Conditional language, such as “can,” “could,” “might,” or “may,” unless specifically stated otherwise, or otherwise understood within the context as used, is generally intended to convey that certain examples include, while other examples do not include, certain features, elements, and/or steps. Thus, such conditional language is not generally intended to imply that features, elements, and/or steps are in any way required for one or more examples or that one or more examples necessarily include logic for deciding, with or without user input or prompting, whether these features, elements, and/or steps are included or are to be performed in any particular example.
Conjunctive language such as the phrase “at least one of X, Y, and Z,” unless specifically stated otherwise, is otherwise understood with the context as used in general to convey that an item, term, etc. may be either X, Y, or Z. Thus, such conjunctive language is not generally intended to imply that certain examples require the presence of at least one of X, at least one of Y, and at least one of Z.
Language of degree used herein, such as the terms “approximately,” “about,” “generally,” and “substantially” represent a value, amount, or characteristic close to the stated value, amount, or characteristic that still performs a desired function or achieves a desired result.
The scope of the present disclosure is not intended to be limited by the specific disclosures of preferred examples in this section or elsewhere in this specification, and may be defined by claims as presented in this section or elsewhere in this specification or as presented in the future.

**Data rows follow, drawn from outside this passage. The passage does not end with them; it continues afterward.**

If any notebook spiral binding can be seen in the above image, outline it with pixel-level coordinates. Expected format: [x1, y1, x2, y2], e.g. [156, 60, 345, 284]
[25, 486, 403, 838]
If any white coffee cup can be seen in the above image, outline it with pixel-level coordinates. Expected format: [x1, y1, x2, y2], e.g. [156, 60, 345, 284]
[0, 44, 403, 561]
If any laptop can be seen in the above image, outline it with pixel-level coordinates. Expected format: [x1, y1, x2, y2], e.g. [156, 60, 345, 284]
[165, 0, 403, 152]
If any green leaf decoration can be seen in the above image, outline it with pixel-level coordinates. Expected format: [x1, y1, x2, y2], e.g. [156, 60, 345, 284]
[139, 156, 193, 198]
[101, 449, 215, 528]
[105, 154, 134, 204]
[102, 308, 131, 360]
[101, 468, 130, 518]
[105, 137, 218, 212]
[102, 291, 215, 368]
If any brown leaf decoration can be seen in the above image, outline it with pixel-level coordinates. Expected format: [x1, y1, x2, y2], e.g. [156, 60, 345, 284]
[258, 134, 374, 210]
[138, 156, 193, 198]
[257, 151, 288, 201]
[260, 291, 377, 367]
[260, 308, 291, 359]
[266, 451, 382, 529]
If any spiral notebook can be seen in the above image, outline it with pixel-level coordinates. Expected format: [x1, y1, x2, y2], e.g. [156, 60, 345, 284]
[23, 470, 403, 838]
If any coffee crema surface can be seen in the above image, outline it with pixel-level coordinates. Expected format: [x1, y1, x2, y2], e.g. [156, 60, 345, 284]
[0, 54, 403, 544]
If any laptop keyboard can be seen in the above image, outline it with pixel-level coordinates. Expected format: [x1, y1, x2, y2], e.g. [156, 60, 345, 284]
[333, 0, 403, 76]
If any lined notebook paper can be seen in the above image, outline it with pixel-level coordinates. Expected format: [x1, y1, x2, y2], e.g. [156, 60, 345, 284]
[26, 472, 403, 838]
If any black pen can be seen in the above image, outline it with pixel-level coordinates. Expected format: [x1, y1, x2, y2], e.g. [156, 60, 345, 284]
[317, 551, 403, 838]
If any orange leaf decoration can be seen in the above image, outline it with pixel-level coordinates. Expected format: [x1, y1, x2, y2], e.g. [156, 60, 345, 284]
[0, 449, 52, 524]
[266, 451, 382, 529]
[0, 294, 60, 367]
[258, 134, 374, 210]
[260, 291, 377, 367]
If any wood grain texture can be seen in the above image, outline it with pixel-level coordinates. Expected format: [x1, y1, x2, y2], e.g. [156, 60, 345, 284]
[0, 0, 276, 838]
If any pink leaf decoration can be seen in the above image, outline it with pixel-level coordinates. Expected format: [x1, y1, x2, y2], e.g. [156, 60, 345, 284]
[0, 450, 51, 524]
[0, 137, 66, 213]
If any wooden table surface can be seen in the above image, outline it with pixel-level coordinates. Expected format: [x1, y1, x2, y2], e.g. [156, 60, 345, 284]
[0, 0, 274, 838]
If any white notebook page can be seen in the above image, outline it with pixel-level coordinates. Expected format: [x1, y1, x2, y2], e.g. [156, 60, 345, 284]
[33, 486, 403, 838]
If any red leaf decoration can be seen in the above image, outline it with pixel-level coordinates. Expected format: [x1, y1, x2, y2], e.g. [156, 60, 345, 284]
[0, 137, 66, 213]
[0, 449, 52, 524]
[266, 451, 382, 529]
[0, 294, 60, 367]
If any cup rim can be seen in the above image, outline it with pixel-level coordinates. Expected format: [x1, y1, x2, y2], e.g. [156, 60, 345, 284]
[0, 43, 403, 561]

The language of the claims is to be interpreted broadly based on the language employed in the claims and not limited to the examples described in the present specification or during the prosecution of the application, which examples are to be construed as non-exclusive.

Claims

What is claimed is:

1. A method of treating a subject with chimeric antigen receptor (CAR)-containing cells, wherein the subject has an indication that is treatable by the CAR-containing cells, the method comprising:

obtaining mitlets as mitochondria derived from platelets;

co-incubating the mitlets with the CAR-containing cells, such that the CAR-containing cells uptake an amount of the mitlets into the CAR-containing cells effective to enhance metabolic activity of the CAR-containing cells; and

delivering an amount of the CAR-containing cells with enhanced metabolic activity to the subject.